Kemacetan panjang di jalur menuju Pelabuhan Ketapang memicu kekecewaan para sopir logistik. Pada Kamis (3/9/2026), ratusan sopir bahkan memblokir pintu masuk pelabuhan selama sekitar dua jam.
Aksi tersebut dilakukan sebagai bentuk protes terhadap kemacetan parah yang telah menghambat perjalanan kendaraan logistik selama berhari-hari.
Mediasi kemudian dilakukan di lokasi dengan melibatkan Balai Pengelola Transportasi Darat (BPTD), Kantor Kesyahbandaran dan Otoritas Pelabuhan (KSOP), serta PT ASDP Indonesia Ferry (Persero) Cabang Ketapang.
Koordinator aksi, Darmawan, meminta pemerintah pusat turun tangan karena kemacetan dinilai telah berdampak terhadap distribusi logistik.
"Kami meminta perhatian serius dari Presiden, Menteri Perhubungan, hingga Menteri AHY. Kemacetan parah di Pelabuhan Ketapang ini bukan masalah sepele karena langsung memicu terhambatnya pasokan logistik nasional ke wilayah Indonesia Timur," tegas Koordinator Aksi, Darmawan, Kamis (3/9/2026).
Dari mediasi tersebut disepakati sejumlah langkah untuk mengurai antrean. Salah satunya penataan kendaraan berdasarkan tonase serta penambahan armada bantuan.
Kendaraan ringan dengan muatan di bawah 30 ton akan dialokasikan ke dermaga Movable Bridge (MB), sedangkan kendaraan dengan muatan di atas 30 ton diarahkan ke dermaga Landing Craft Tank (LCM).
BPTD dan ASDP juga berkomitmen menambah kapal Tidak Boleh Berlayar (TBB) atau armada bantuan untuk mengatasi penumpukan kendaraan. Jumlah kapal yang beroperasi akan disesuaikan dengan kebutuhan di lapangan, sementara asosiasi pelayaran diminta mengoptimalkan jumlah trip dan muatan.

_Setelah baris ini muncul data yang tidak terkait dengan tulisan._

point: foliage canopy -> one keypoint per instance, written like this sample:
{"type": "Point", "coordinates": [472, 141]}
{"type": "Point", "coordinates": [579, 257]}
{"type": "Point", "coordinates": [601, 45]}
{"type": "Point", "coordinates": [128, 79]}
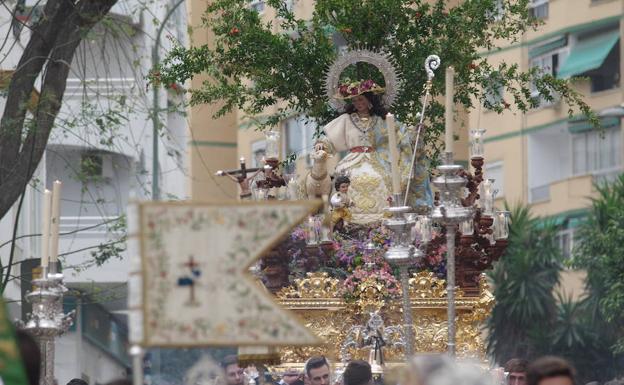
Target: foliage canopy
{"type": "Point", "coordinates": [276, 68]}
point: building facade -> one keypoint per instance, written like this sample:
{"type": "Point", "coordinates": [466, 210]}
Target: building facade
{"type": "Point", "coordinates": [103, 150]}
{"type": "Point", "coordinates": [543, 157]}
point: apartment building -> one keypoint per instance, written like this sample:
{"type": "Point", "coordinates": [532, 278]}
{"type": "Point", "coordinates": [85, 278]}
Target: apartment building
{"type": "Point", "coordinates": [544, 157]}
{"type": "Point", "coordinates": [102, 149]}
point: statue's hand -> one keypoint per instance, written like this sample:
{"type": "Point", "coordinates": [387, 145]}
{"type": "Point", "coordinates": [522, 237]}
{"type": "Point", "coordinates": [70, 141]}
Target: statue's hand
{"type": "Point", "coordinates": [320, 154]}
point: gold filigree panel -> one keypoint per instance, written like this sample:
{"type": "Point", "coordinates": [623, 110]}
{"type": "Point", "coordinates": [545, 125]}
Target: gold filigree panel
{"type": "Point", "coordinates": [316, 299]}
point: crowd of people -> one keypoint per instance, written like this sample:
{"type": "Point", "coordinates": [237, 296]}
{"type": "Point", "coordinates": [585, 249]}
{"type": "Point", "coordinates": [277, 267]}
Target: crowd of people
{"type": "Point", "coordinates": [421, 370]}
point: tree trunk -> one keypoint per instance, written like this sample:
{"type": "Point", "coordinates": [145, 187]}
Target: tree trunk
{"type": "Point", "coordinates": [50, 51]}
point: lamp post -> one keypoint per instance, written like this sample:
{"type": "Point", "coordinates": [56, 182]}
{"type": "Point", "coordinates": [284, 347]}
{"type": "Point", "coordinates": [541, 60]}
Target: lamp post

KSOP juga menyatakan siap mempercepat penerbitan Surat Persetujuan Berlayar (SPB) dengan tetap memperhatikan aspek keselamatan pelayaran.
Selain itu, asosiasi sopir berkomitmen mematuhi arahan petugas pelabuhan. Sopir yang melanggar aturan akan dikenai sanksi, begitu pula petugas pelabuhan yang terbukti melanggar ketentuan.
Setelah kesepakatan ditandatangani, massa membubarkan diri secara tertib. Arus kendaraan kemudian mulai diurai. Namun, antrean kendaraan logistik masih terjadi dengan panjang sekitar 5 kilometer.
Gapasdap Beber Biang Keroknta
Di tengah upaya penguraian antrean, GAPASDAP memberikan penjelasan mengenai penyebab kemacetan panjang tersebut.
Ketua Umum DPP GAPASDAP Khoiri Soetomo mengatakan, kemacetan bukan terjadi karena jumlah kapal yang tersedia tidak mencukupi. Menurut dia, masalah utama justru terletak pada berkurangnya kapasitas dermaga di lintas Ketapang-Gilimanuk.
Dari total 56 kapal yang tersedia di lintasan tersebut, rata-rata 28-32 kapal biasanya dapat beroperasi setiap hari. Namun, jumlah kapal yang beroperasi kini turun menjadi sekitar 23 kapal per hari karena dua fasilitas dermaga tidak dapat digunakan secara optimal.
"Kapalnya tersedia, tetapi tempat sandarnya berkurang. Jadi akar persoalannya bukan kekurangan kapal, melainkan keterbatasan kapasitas dermaga yang berkurang karena dua dermaga belum dapat digunakan," kata Khoiri dalam keterangan resminya, Jumat (4/9/2026).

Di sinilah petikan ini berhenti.